Sum with Riemann zeta function

Question

I found on Instagram an interesting series: $$\sum_{n\geq1} \zeta(n+1)\frac{n}{2^n}$$ In a first moment I noticed that it can be written as $$\sum_{n\geq1}\zeta(n+1)\Gamma(n+1)\frac1{2^n}$$ and so to use the identity involving both Zeta and Gamma functions $$\zeta(s)\Gamma(s)=\int_0^\infty \frac{x^{s-1}}{e^x-1}\,\mathrm{d}x$$ The problem in this idea comes with the radius of convergence of $\sum_{n\geq1}(\frac x2)^n$ that isn't $(0,\infty)$ at all… Have you some other approach to this little monster?

Answer 1

For $|x|\lt1$, we have

$$\sum_{n=1}^\infty\zeta(n+1)x^n=\sum_{n=1}^\infty\sum_{k=1}^\infty{x^n\over k^{n+1}}=\sum_{k=1}^\infty\sum_{n=1}^\infty{1\over k}\left(x\over k\right)^n=\sum_{k=1}^\infty{1\over k}\cdot{x/k\over1-x/k}=\sum_{k=1}^\infty{x\over k(k-x)}$$

and since ${x\over k-x}={k\over k-x}-1$, it follows, on taking derivatives, that

$$\sum_{n=1}^\infty\zeta(n+1)nx^{n-1}=\sum_{k=1}^\infty{1\over(k-x)^2}$$

Consequently

$$\sum_{n=1}^\infty\zeta(n+1){n\over2^n}={1\over2}\sum_{k=1}^\infty{1\over(k-1/2)^2}=2\sum_{k=1}^\infty{1\over(2k-1)^2}=2\left(\sum_{k=1}^\infty{1\over k^2}-\sum_{k=1}^\infty{1\over(2k)^2} \right)={3\over2}\zeta(2)={\pi^2\over4}$$

Answer 2

We have $\sum_{n=1}^{\infty}\zeta(n+1)z^n=-\gamma-\psi(1-z)$ hence $\sum_{n=1}^{\infty}n\zeta(n+1)z^{n-1}=\psi'(1-z)$. Or (the same): $$\sum_{n=1}^{\infty}nz^{n-1}\sum_{k=1}^{\infty}\frac{1}{k^{n+1}}=\sum_{k=1}^{\infty}\frac{1}{k^2}\sum_{n=1}^{\infty}n\left(\frac{z}{k}\right)^{n-1}=\sum_{k=1}^{\infty}\frac{1}{(k-z)^2}.$$ The given sum is then equal to $\psi'(1/2)/2=\pi^2/4$ (which can be obtained using the last sum).

Answer 3

The logarithmic derivative of the gamma function $\psi$ has the power series expansion $$ \psi (1 - z) + \gamma = - \sum\limits_{n = 1}^\infty {\zeta (n + 1)z^n } $$ provided $|z|<1$ (see $(5.7.4)$).
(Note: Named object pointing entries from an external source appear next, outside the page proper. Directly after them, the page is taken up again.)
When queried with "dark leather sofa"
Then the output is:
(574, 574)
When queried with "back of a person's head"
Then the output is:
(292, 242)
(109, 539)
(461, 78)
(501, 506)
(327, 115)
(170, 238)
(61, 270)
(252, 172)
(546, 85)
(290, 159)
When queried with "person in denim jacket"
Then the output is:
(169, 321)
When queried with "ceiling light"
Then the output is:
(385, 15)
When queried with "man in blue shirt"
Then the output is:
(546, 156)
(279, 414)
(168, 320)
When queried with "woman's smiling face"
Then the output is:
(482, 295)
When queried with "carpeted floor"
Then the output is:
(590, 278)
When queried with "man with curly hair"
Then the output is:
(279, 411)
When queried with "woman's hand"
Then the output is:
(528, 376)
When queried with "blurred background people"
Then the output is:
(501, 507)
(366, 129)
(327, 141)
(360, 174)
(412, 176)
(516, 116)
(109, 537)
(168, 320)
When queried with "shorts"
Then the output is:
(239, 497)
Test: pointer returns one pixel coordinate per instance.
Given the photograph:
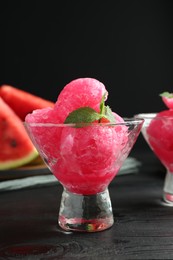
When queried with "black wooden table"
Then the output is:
(143, 227)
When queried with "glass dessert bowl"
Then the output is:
(157, 130)
(84, 159)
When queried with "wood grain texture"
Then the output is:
(143, 227)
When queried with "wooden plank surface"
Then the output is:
(143, 227)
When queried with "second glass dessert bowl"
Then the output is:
(157, 130)
(85, 158)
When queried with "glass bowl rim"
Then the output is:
(127, 121)
(151, 116)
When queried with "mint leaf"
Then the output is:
(82, 115)
(109, 115)
(166, 94)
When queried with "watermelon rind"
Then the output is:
(11, 164)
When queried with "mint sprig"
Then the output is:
(82, 115)
(89, 115)
(166, 94)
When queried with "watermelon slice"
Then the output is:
(21, 101)
(16, 148)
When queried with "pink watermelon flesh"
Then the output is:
(160, 137)
(16, 146)
(168, 102)
(86, 159)
(21, 101)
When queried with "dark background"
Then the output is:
(128, 45)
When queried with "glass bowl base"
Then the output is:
(85, 213)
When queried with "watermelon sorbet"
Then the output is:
(86, 159)
(83, 158)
Differentiating both sides with respect to $z$ and substituting $z=1/2$, we obtain $$ - \psi '\!\left( {\tfrac{1}{2}} \right) = - 2\sum\limits_{n = 1}^\infty {\zeta (n + 1)\frac{n}{{2^n }}} . $$ Thus, $$ \sum\limits_{n = 1}^\infty {\zeta (n + 1)\frac{n}{{2^n }}} = \frac{1}{2}\psi '\!\left( {\tfrac{1}{2}} \right) = \frac{3}{2}\zeta (2) = \frac{{\pi ^2 }}{4}, $$ where we used $(5.15.3)$.